Growing up as I did in Muslim Afghanistan, I was exposed early on to a
narrative of world history quite different from the one that schoolchildren
in Europe and the Americas routinely hear. At the time, however, it didn't
shape my thinking, because I read history for fun, and in Farsi there
wasn't much to read except boring textbooks. At my reading level, all the
good stuff was in English.
My earliest favorite was the highly entertaining Child's History of the
World by a man named V. V. Hillyer. It wasn't till I reread that book as an
adult, many years later, that I realized how shockingly Eurocentric it was,
how riddled with casual racism. I failed to notice these features as a child
because Hillyer told a good story.
When I was nine or ten, the historian Arnold Toynbee passed through
our tiny town of Lashkargah on a journey, and someone told him of a
history-loving little bookworm of an Afghan kid living there.

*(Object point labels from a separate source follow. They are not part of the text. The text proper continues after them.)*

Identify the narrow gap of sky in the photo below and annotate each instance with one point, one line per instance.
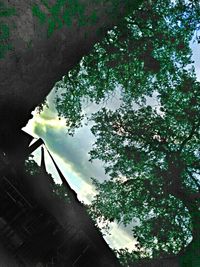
(71, 154)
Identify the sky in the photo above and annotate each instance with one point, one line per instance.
(71, 155)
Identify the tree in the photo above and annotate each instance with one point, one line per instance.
(153, 159)
(151, 154)
(39, 43)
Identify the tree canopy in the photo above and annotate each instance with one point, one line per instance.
(151, 153)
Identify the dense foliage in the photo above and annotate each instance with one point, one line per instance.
(152, 157)
(150, 153)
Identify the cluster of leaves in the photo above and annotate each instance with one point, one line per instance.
(62, 13)
(152, 158)
(151, 153)
(144, 48)
(4, 28)
(31, 167)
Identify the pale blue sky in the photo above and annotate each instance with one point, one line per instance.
(71, 154)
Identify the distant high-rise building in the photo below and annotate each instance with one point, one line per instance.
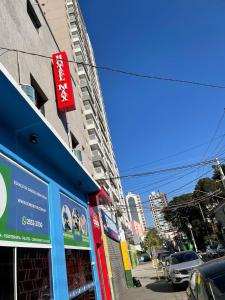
(135, 209)
(157, 202)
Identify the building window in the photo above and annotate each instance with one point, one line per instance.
(74, 144)
(33, 16)
(79, 273)
(25, 272)
(40, 97)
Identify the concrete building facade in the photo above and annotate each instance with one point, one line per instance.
(135, 209)
(158, 201)
(67, 23)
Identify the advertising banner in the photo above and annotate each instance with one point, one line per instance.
(63, 84)
(110, 226)
(74, 222)
(24, 211)
(95, 223)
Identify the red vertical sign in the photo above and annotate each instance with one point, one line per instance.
(63, 84)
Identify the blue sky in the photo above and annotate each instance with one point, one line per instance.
(150, 119)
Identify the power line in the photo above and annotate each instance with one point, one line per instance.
(124, 72)
(201, 163)
(177, 153)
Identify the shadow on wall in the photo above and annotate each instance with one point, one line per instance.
(163, 286)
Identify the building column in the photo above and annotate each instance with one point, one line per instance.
(126, 261)
(59, 273)
(94, 261)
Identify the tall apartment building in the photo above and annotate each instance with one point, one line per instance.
(157, 202)
(68, 26)
(135, 209)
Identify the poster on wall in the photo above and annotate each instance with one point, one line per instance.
(110, 226)
(24, 211)
(74, 223)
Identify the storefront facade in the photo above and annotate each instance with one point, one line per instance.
(46, 240)
(98, 237)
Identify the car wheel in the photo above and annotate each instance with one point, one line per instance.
(175, 287)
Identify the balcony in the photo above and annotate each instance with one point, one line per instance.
(99, 173)
(79, 58)
(98, 161)
(83, 82)
(91, 123)
(88, 110)
(93, 139)
(86, 96)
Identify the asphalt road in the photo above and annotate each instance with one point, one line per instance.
(152, 287)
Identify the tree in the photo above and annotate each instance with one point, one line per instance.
(152, 240)
(181, 216)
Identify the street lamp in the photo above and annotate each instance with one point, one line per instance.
(192, 236)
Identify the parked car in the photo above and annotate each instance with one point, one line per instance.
(179, 266)
(221, 249)
(162, 258)
(144, 257)
(211, 250)
(207, 282)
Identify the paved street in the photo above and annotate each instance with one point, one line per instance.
(152, 288)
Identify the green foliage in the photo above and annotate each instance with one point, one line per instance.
(152, 239)
(179, 217)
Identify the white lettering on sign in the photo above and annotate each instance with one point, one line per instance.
(95, 221)
(59, 63)
(62, 87)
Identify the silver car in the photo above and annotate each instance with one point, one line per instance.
(179, 266)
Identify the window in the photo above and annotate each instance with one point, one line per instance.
(33, 274)
(29, 270)
(73, 142)
(79, 272)
(33, 16)
(6, 277)
(40, 97)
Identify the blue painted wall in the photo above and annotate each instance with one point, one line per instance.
(59, 275)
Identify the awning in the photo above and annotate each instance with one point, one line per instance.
(19, 120)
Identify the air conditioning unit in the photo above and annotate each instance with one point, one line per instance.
(30, 92)
(78, 154)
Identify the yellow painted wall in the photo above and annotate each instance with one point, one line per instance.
(126, 257)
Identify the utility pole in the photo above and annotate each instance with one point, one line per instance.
(219, 168)
(192, 236)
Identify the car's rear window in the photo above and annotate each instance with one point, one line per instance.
(219, 282)
(179, 258)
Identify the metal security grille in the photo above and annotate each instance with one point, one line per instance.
(118, 276)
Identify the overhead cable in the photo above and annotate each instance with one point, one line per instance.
(134, 74)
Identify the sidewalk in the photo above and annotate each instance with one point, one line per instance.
(152, 288)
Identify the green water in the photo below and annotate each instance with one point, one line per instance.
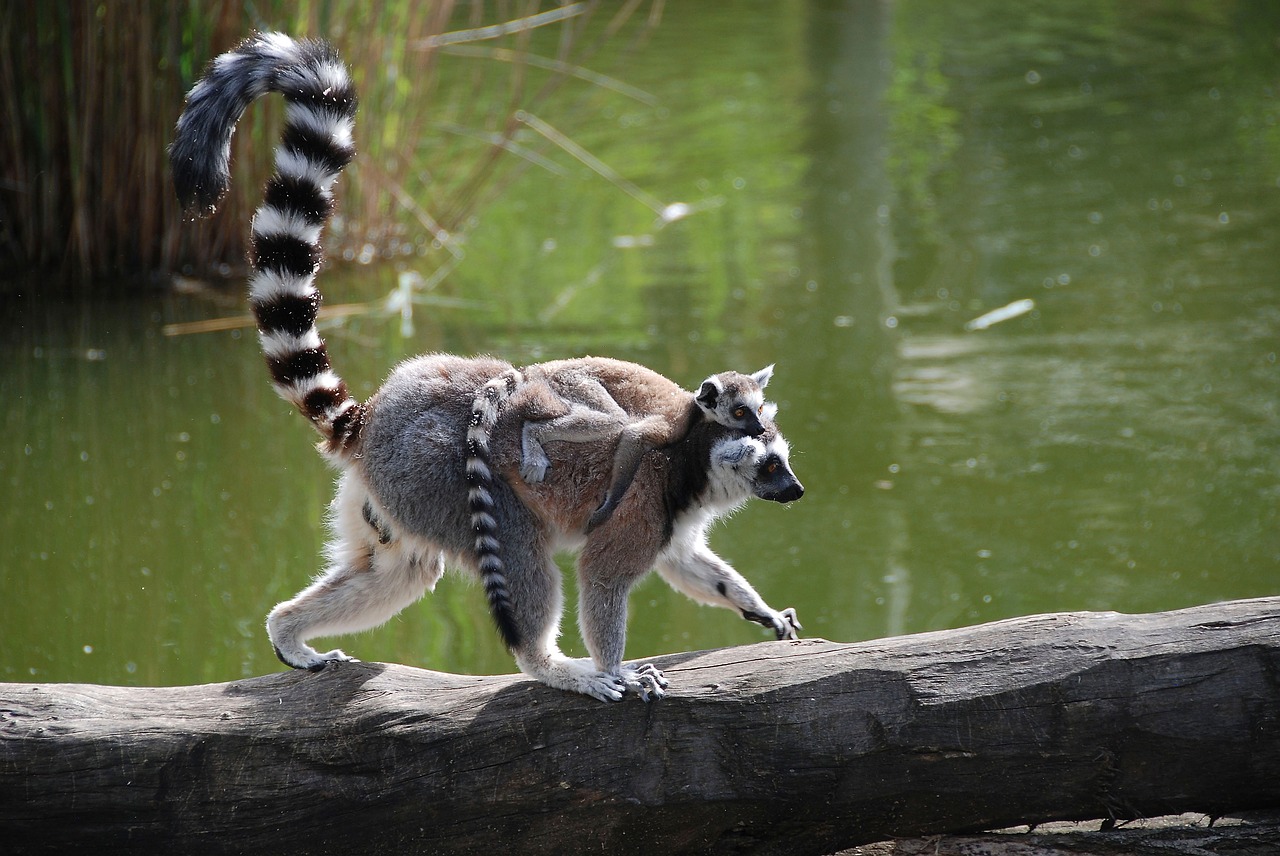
(867, 178)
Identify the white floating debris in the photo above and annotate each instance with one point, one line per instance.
(1002, 314)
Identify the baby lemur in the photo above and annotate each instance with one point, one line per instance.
(597, 398)
(411, 497)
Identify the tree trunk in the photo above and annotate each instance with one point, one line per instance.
(789, 747)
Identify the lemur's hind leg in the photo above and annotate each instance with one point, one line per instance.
(371, 576)
(536, 603)
(606, 577)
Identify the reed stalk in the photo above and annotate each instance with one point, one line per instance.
(90, 94)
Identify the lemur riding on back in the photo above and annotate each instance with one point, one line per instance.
(432, 462)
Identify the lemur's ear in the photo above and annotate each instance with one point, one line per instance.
(762, 376)
(709, 393)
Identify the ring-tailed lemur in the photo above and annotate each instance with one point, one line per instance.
(598, 398)
(405, 500)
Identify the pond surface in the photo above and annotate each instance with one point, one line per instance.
(867, 183)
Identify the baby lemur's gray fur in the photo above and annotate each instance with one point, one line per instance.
(597, 398)
(432, 463)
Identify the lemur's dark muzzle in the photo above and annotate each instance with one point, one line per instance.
(789, 494)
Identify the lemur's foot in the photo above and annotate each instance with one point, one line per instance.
(305, 658)
(647, 681)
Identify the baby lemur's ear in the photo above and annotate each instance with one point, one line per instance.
(762, 376)
(709, 393)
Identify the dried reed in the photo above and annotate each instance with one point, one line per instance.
(90, 92)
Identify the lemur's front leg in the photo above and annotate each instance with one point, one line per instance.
(711, 580)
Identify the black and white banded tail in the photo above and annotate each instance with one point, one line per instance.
(488, 549)
(284, 246)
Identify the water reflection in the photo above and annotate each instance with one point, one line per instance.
(878, 175)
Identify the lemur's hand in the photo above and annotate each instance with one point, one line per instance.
(786, 625)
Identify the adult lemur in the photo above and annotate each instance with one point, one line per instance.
(410, 495)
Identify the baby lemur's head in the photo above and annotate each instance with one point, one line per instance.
(736, 401)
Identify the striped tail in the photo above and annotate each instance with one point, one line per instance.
(484, 415)
(284, 245)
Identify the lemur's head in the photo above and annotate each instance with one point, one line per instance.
(755, 466)
(735, 401)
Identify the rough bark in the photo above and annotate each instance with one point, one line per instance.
(789, 747)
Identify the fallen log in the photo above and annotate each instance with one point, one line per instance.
(789, 747)
(1256, 834)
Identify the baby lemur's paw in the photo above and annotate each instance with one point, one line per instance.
(647, 681)
(602, 515)
(534, 467)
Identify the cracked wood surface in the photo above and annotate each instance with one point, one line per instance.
(789, 747)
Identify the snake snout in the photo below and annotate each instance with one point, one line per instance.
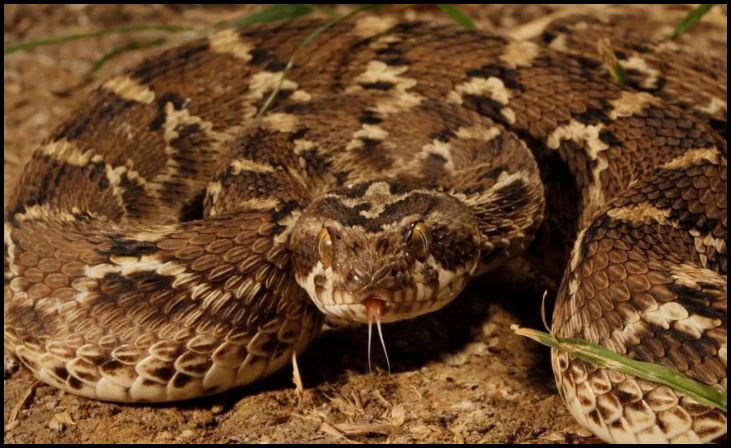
(374, 307)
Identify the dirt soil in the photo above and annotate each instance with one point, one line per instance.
(458, 375)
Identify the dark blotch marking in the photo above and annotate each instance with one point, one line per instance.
(61, 372)
(508, 76)
(609, 138)
(593, 116)
(100, 111)
(493, 173)
(696, 302)
(159, 120)
(369, 117)
(485, 106)
(193, 210)
(443, 136)
(74, 383)
(124, 247)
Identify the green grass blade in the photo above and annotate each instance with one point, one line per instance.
(458, 16)
(306, 41)
(691, 19)
(29, 44)
(132, 46)
(603, 357)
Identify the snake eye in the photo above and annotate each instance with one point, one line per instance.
(420, 241)
(325, 249)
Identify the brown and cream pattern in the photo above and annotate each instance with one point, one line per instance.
(162, 244)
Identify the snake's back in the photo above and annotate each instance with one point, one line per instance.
(159, 245)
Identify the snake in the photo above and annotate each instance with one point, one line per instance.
(168, 241)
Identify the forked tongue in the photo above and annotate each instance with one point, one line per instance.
(374, 311)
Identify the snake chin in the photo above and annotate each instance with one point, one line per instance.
(391, 305)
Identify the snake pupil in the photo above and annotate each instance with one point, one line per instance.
(325, 249)
(420, 241)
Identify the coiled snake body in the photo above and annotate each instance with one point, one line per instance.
(165, 244)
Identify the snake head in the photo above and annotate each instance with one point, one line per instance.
(384, 247)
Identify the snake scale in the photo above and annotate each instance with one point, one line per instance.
(165, 243)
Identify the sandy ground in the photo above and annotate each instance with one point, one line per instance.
(459, 375)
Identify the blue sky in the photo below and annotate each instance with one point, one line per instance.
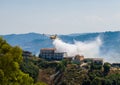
(59, 16)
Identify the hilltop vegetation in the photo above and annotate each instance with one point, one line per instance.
(16, 69)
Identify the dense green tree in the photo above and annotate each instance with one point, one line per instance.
(106, 67)
(10, 59)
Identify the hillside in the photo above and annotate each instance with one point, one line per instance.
(34, 42)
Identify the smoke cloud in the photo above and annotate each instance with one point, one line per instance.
(88, 49)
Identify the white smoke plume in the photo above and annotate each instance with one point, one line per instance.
(88, 49)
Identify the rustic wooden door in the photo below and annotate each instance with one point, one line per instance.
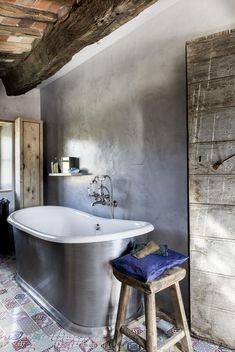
(28, 163)
(211, 119)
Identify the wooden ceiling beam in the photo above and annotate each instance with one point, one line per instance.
(20, 31)
(88, 22)
(14, 56)
(22, 12)
(17, 48)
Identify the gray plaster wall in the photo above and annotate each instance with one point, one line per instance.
(123, 113)
(25, 105)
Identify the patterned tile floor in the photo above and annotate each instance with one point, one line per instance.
(25, 327)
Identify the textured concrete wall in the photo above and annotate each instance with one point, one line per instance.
(123, 113)
(26, 105)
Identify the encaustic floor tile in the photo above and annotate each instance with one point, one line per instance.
(25, 327)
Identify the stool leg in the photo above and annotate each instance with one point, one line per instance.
(181, 320)
(121, 315)
(150, 322)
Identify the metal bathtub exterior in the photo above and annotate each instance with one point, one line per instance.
(73, 282)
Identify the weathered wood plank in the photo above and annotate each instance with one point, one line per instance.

Toynbee was
interested and invited me to tea, so I sat with the florid, old British gen-
tleman, giving shy, monosyllabic answers to his kindly questions. The only
thing I noticed about the great historian was his curious habit of keeping
his handkerchief in his sleeve.
When we parted, however, Toynbee gave me a gift: Hendrick Willem
Van Loon's The Story of Mankind. The title alone thrilled me-the idea
that all of"mankind" had a single story. Why, I was part of"mankind" my-
self, so this might be my story, in a sense, or at least might situate me in
the one big story shared by all! I gulped that book down and loved it, and
the Western narrative of world history became my framework ever after.